The catalyst for our friend break-up was around last Halloween. We made plans and at the last minute she cancelled with me saying she wasn't feeling well and wanted to stay home. Later I found out that she actually cancelled with me to hang out with --- my ex sister in law.

It was too weird. Too weird. I wanted nothing to do with it, so I didn't. I wasn't mad, I was just tired of being worried and disappointed so I stopped calling.

Then this week, DD4 told me that she got to hang out with my best friend, who she hadn't seen in a long time, because she's hanging out with XAH now.



I'm living my life, new job, boyfriend moved in after dating for two years.
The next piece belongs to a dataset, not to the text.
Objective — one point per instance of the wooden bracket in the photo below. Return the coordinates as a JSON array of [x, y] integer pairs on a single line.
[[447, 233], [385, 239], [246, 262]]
We adopted a crazy dog and seven chickens. My kids are great. Life is full and abundant with amazing things. I have my struggles, but nothing is overwhelming or insurmountable.

But I confess I am a heartbroken at this news. At one time, all four of us were friends, but my BFF stuck by me when my in laws were at their absolute craziest. She saw all the insanity, abuse, the excuses they made, how they protected my XAH, how they abandoned me with two kids, how they put DD4 in danger with their denial, the extreme legal and financial measures I went to to protect DD4 from their insanity. How she could be pals with them today shocks and confuses me.

(It also tells me that she's still making weird and unhealthy choices.)

I texted her to express my disappointment and sadness, but it ends there. I'm not interested in talking about it or reconciling. I just wanted my feelings to be known, I guess.

XAH is still homeless and jobless after three years. He stays in his parents' basement and they all pretend together that he is sober, although he cannot to date pass a drug test. His visitations with DD4 are 100% supervised. Life goes on, and the crazy goes on without me. I am grateful I no longer have a front row seat.